Hukum GDPR Baru Dapat Menambah Cryptocurrency Theft; $ 1,2 Miliar Dicuri di 2018 Sendiri

Sementara penipuan tampak hadir di setiap domain keuangan, sektor cryptocurrency menarik banyak penjahat khususnya karena kurangnya praktik keamanan yang ketat dan peraturan yang tidak dapat diabaikan. Dana yang dicuri juga bukan permainan anak-anak, karena penelitian terbaru menunjukkan nilai yang mengejutkan.

Cryptocurrency Crimes Surging
Menurut perkiraan yang disediakan oleh Kelompok Kerja Anti-Phishing ( APWG ), para penjahat cyber telah menyusup ke pasar mata uang digital senilai $ 1,2 milyar pada tahun 2018. Kelompok ini lebih lanjut mengaitkan tingkat kejahatan yang diperbesar dengan kenaikan harga bitcoin pada bulan Desember 2017, sepanjang dengan kehadiran lebih dari 1.600 cryptocurrency yang tidak diatur.

APWG adalah badan global yang melacak aktivitas cyber-criminal untuk pemerintah, penegak hukum, dan produk keamanan. Mereka merilis perkiraan sebagai bagian dari studi tentang pencurian cryptocurrency. Laporan ini melacak baik dana yang dilaporkan maupun yang tidak dilaporkan yang dicuri.

Dave Jevans, ketua APWG, percaya bahwa hanya 20 persen dari upaya untuk memulihkan $ 1.2 milyar yang dicuri telah berhasil sejauh ini, dengan lembaga penegak di seluruh dunia berkolaborasi dalam melacak para penjahat. Jevans menambahkan:

“Satu masalah yang kita lihat, di samping aktivitas kriminal seperti perdagangan narkoba dan pencucian uang menggunakan mata uang kripto, adalah pencurian token ini oleh orang-orang jahat.”

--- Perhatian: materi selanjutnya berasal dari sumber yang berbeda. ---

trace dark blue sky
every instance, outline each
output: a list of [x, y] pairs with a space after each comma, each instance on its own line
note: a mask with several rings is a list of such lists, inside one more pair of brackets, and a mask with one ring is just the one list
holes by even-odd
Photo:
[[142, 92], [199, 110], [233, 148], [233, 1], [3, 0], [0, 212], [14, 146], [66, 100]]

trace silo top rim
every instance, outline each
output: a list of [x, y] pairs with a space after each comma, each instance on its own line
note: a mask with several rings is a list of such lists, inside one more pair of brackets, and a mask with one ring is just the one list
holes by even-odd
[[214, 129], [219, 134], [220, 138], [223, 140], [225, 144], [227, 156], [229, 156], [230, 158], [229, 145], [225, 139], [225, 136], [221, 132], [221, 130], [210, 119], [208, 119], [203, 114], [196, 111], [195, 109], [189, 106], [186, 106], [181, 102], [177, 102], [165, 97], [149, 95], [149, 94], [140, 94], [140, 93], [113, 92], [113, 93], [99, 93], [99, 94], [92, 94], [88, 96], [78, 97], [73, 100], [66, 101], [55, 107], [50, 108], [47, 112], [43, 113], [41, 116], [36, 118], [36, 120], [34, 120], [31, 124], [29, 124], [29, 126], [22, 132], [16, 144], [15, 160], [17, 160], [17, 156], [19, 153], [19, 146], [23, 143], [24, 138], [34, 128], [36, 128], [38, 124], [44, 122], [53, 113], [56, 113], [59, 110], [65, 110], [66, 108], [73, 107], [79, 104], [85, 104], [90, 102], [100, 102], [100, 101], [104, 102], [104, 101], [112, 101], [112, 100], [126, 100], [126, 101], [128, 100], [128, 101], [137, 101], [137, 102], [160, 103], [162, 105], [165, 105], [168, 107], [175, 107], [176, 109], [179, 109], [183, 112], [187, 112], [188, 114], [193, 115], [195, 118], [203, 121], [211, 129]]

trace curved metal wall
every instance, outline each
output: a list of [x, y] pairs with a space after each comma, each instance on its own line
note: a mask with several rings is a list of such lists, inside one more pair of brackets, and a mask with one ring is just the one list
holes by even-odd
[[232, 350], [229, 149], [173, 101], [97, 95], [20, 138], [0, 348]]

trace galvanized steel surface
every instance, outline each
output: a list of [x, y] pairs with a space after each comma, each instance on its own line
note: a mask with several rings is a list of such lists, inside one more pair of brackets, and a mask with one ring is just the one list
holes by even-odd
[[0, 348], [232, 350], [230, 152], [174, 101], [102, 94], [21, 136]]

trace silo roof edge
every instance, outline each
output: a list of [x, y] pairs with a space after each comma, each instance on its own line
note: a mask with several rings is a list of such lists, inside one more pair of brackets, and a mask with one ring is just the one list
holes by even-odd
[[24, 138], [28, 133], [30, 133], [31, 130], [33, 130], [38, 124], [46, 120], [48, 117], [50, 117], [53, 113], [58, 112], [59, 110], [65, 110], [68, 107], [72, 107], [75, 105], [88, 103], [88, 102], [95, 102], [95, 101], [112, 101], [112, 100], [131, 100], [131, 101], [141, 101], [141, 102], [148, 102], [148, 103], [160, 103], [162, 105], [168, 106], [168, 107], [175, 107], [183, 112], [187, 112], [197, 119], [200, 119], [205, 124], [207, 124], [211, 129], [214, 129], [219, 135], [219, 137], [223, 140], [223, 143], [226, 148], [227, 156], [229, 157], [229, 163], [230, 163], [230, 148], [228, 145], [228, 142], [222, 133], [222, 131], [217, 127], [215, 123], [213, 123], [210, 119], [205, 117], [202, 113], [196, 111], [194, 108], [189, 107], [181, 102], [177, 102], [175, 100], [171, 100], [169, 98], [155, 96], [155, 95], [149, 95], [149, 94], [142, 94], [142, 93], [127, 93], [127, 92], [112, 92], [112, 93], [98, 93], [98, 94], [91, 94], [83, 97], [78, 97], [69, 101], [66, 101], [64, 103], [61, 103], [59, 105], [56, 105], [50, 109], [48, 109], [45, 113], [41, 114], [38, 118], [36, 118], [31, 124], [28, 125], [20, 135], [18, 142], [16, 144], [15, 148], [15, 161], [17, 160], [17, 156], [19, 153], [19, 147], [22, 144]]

Yang menarik, Jevans adalah pendiri CipherTrace , sebuah perusahaan keamanan yang sepenuhnya fokus pada aset digital.

Aturan GDPR Baru untuk Mempengaruhi Investigasi
Jevans menyatakan kekhawatirannya atas investigasi kriminal yang terpengaruh setelah Peraturan Perlindungan Data Umum ( GDPR ) Uni Eropa yang baru pada 25 Mei 2018, ketika peneliti keamanan merasa bahwa undang-undang baru dapat menghalangi akses ke informasi yang relevan. Jevans berkata:

“Dengan membatasi akses ke informasi penting, undang-undang baru ini akan secara signifikan menghambat penyelidikan kejahatan dunia maya , pencurian mata uang kripto, phishing, ransomware, malware, penipuan, dan pembajakan kripto.”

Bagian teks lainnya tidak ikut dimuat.